Text documents with numerical values involved are widely used in various applications such as scientific research, economy, public health and journalism. However, it is difficult for readers to quickly interpret such data-involved texts and gain deep insights. To fill this research gap, this work aims to automatically generate charts to accurately convey the underlying data and ideas to readers, which is essentially a challenging task. The challenges originate from text ambiguities, intrinsic sparsity and uncertainty of data in text documents, and subjective sentiment differences. Specifically, we propose ChartifyText, a novel fully-automated approach that leverages Large Language Models (LLMs) to convert complex data-involved texts to expressive charts. It consists of two major modules: tabular data inference and expressive chart generation. The tabular data inference module employs systematic prompt engineering to guide the LLM (e.g., GPT-4) to infer table data, where data ranges, uncertainties, missing data values and corresponding subjective sentiments are explicitly considered. The expressive chart generation module augments standard charts with intuitive visual encodings and concise texts to accurately convey the underlying data and insights. We extensively evaluate the effectiveness of ChartifyText on real-world data-involved text documents through case studies, in-depth interviews with three visualization experts, and a carefully-designed user study with 15 participants. The results demonstrate the usefulness and effectiveness of ChartifyText in helping readers efficiently and effectively make sense of data-involved texts.

Paper Structure

This paper contains 29 sections, 5 figures, 1 table.

Figures (5)

  • Figure 1: The overview of transforming text into a chart.

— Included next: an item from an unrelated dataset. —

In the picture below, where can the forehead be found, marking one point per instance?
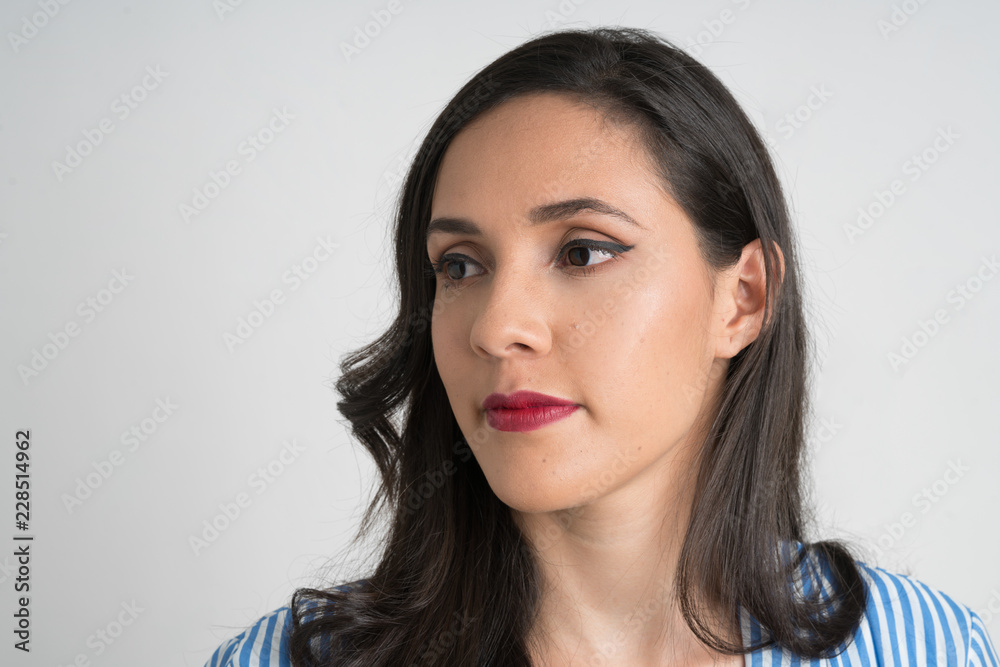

The process begins with (A) Inputs which contains: A1 the text statement users select and A2 the context of the text statement. (B) The Tabular Data Inference transforms the text statement into a data table in 4 steps. (C) The resulting data table. (D) The appropriate chart type is recommended based on the characteristics of the tabular, and the chart is augmented with special visual encodings to accurately present the underlying data. (E) A generated chart represents the selected text statement.
  • Figure 2: Value Inference in Data Table: (A) In A1, yellow highlights indicate the header row, while purple highlights mark row identifiers, both generated during Table Schema Creation. Cells with downplayed values indicate non-convertible data; empty cells signify missing values not directly found in the text statement. A2 denotes the inputs: text statement and its context. (B) After the Data Inference, the table is completed, with inferred values assigned uncertainty scores to reflect confidence levels.
  • Figure 3: Special Encoding Designs. (A) Uncertainty Encoding represents the degree of uncertainty of data value. Longer stripe means larger uncertainty (B) Data Range Encoding represents data ranges in two conditions. Data value is within a specific range where its maximum and minimum values are determined; data value is either smaller or larger than a specific Fig.. (C) represents values that may not be in the text. (D) Sentiment encoding uses text annotation to describe the topic and uses background colors to represent positive, negative, and neutral sentiments, respectively.
  • Figure 4: User study evaluation result. (A) The average time to answer a question. (B) The average score in the answering. (C) The NASA Task Load Index.
  • Figure 5: Participants' ratings for the four visual encodings on 7-point scale.